Even since the days of Windows 95, people have used the Start Menu to get around their system, finding and using applications. Microsoft’s attempt to change this with Windows 8 wasn’t exactly well-received, so for Windows 10 the Start Menu is back – and it seems to be as good it gets!
In this post we’re going to show you what new features to look out for and how to make the most out the Windows 10 Star Menu:
How to get started
What the Start Menu in Windows 10 tries to do is be a blend between the tried and tested Windows Start Menu and the more modern, tablet-oriented Metro interface Windows 8 introduced. To get started, you just have to click the button in the bottom-left corner of the screen, or alternatively press the Windows Key on your keyboard.

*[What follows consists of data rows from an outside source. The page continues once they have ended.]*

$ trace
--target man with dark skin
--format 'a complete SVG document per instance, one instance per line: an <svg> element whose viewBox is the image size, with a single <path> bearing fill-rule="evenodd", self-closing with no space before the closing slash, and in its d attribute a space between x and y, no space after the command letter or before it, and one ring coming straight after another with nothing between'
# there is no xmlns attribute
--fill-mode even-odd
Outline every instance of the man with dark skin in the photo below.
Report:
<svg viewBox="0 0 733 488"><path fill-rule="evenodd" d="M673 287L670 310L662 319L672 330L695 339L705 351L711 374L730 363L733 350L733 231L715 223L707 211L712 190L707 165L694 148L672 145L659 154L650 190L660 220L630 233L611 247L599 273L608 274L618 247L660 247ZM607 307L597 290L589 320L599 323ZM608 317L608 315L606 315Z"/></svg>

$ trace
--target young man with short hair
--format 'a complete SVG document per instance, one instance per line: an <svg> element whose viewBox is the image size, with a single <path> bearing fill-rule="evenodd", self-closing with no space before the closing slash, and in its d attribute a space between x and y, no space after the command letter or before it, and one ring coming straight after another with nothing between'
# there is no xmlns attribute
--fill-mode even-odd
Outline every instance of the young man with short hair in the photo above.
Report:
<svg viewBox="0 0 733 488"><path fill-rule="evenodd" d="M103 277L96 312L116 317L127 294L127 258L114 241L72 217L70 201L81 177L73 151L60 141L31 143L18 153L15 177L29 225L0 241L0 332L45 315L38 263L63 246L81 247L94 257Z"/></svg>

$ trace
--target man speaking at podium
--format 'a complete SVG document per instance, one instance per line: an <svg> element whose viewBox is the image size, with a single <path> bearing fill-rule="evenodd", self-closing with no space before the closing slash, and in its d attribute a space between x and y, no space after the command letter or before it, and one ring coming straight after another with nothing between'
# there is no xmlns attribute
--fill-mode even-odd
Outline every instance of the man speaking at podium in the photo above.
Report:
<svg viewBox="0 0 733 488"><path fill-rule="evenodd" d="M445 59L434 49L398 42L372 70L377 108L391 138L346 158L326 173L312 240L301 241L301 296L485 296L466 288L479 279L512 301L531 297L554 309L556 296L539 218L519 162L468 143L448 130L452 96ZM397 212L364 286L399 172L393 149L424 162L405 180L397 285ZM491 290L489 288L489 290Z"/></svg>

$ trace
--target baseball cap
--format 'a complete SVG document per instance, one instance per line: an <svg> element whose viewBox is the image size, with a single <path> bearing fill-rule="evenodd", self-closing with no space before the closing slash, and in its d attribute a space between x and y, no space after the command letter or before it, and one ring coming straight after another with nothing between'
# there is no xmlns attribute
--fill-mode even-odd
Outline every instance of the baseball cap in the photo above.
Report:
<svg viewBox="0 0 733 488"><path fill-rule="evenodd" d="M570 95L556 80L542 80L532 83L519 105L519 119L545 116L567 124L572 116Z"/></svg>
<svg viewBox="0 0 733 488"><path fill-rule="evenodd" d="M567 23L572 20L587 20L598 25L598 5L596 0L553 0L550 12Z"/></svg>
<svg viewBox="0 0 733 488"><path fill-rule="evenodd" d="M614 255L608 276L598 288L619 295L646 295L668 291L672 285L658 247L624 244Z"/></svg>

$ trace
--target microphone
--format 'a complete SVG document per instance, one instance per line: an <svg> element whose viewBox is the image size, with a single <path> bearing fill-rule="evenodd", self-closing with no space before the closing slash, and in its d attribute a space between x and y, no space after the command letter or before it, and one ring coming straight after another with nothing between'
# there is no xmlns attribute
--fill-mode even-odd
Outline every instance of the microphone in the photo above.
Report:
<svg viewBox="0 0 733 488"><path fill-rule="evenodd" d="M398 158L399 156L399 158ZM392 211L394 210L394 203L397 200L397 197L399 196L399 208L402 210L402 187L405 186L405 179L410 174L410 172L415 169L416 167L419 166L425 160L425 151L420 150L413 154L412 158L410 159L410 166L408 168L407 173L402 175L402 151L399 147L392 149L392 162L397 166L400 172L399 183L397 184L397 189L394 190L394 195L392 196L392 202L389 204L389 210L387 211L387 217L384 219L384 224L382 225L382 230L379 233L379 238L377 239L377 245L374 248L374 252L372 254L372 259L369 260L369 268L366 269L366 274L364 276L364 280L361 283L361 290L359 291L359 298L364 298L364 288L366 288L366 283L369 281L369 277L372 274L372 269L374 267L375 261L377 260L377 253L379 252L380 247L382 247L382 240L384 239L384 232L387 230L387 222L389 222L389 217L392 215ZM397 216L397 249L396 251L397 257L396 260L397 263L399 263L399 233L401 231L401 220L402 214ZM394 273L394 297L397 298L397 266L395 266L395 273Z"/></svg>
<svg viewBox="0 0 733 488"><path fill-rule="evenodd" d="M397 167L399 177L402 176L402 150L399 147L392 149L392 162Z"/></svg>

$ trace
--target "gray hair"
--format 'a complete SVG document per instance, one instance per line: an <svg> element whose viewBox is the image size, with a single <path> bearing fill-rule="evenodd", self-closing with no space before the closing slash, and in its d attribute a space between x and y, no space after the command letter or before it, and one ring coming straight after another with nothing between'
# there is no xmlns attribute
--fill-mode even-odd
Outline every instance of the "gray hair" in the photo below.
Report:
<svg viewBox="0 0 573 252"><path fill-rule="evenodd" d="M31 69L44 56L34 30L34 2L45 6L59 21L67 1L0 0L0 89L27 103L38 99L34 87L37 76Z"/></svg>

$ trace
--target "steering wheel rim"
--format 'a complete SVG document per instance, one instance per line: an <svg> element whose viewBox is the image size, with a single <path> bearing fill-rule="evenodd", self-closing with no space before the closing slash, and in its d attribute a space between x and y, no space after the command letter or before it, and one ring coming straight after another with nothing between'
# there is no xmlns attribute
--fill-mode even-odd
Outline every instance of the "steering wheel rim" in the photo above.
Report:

As you’re probably used to, the column appearing on the left will allow you to quickly access the most important applications and services, while the rest consists of Live Tiles.
Right-clicking on a single tile lets you do things like toggling whether it updates automatically when it has access to the internet, resizing it, or removing it completely from the Start Menu.
How to access Start Menu settings
While you can indeed customize some things about the Start Menu without going further than the Desktop, to really do some interesting things you’ll have to go to the Settings menu. You can easily access it by right-clicking anywhere on the Desktop and then clicking Personalize, then going to the Start section.
It is here that you select what exactly you will see on your Start Menu. To view all the options at your disposal, simply click on the Customize list link you will see there.
This is also where you can switch between the classic Start Menu most people are familiar with and prefer using, and the full-screen version, which will probably appeal to Windows 8 fans.
How to pin commonly used settings tasks to the Start Menu
Once you’ve figured out how the Start Menu works, you might want to modify its settings in order to optimize the user experience. One way of doing that is by pinning various Settings tasks you’d like to have easy access to directly to the Start Menu.
In order to do that, go to the Settings app you want to pin to the Start Menu. Right-click the section you’re interested in (which you will see in the Settings app, part of the leftmost column) and then select Pin to Start. To remove it, all you have to do is right-click the shortcut and click Unpin to Start.
How to switch to Tablet Mode on mobile
A great feature of the Windows 10 operating system is the fact that it is optimized for a whole range of different devices. So naturally the Start Menu will offer the same great user experience on a tablet as it does on a PC.
Here’s how you activate Tablet Mode: go to Settings, then System, and finally to Tablet Mode. There you will find a toggle for this mode, as well the When I sign in option, which can also be very important for the customizing process.
Within the dropdown you’ll find various settings which allow you to choose whether you default to Tablet or to Desktop Mode, or you simply stay with the settings you had when you were previously logged into the device.
How to add color to the Start Menu
While Live Tiles really seem to add a welcome touch of liveliness to the Start Menu, it might not be the exact flavor you’re looking for — until you get to add the exact colors you like.
You can do that by navigating through Setting, then Personalization, and then Colors. Next you scroll down to the toggle switch named Show color on Start, taskbar and action center, and set it to On. Now you’ll be able to choose one of many different swatches.
Another thing you could do is make the Show color on Start, taskbar and action center transparent, with another toggle switch you will find in the same menu. You can play around with different settings as see which one is the most pleasant to your eye.
How to disable Internet Search
Another cool new Windows 10 feature is the Desktop search bar, however there might be some who are put off by the fact that it also returns internet search results alongside things found on your PC.
To keep things separate you will have to disable the online search part. For that you’ll need to open Windows Firewall with Advanced Security, then create an Outbound Rule for a program, and set the Program Path when the tool requests that of you.
You have to navigate the following path: Windows > SystemApps > Microsoft.Windows.Cortana_cw5n1h2txyewy > SearchUI.exe. After you’ve found it, set it in such a way that all connections are blocked.
After putting this rule in place, you’ll still be able to use the Search bar as before, only now it won’t show any results from the internet, since the Firewall rule doesn’t allow it to make a connection. If you change your mind, go through the same process and disable the rule.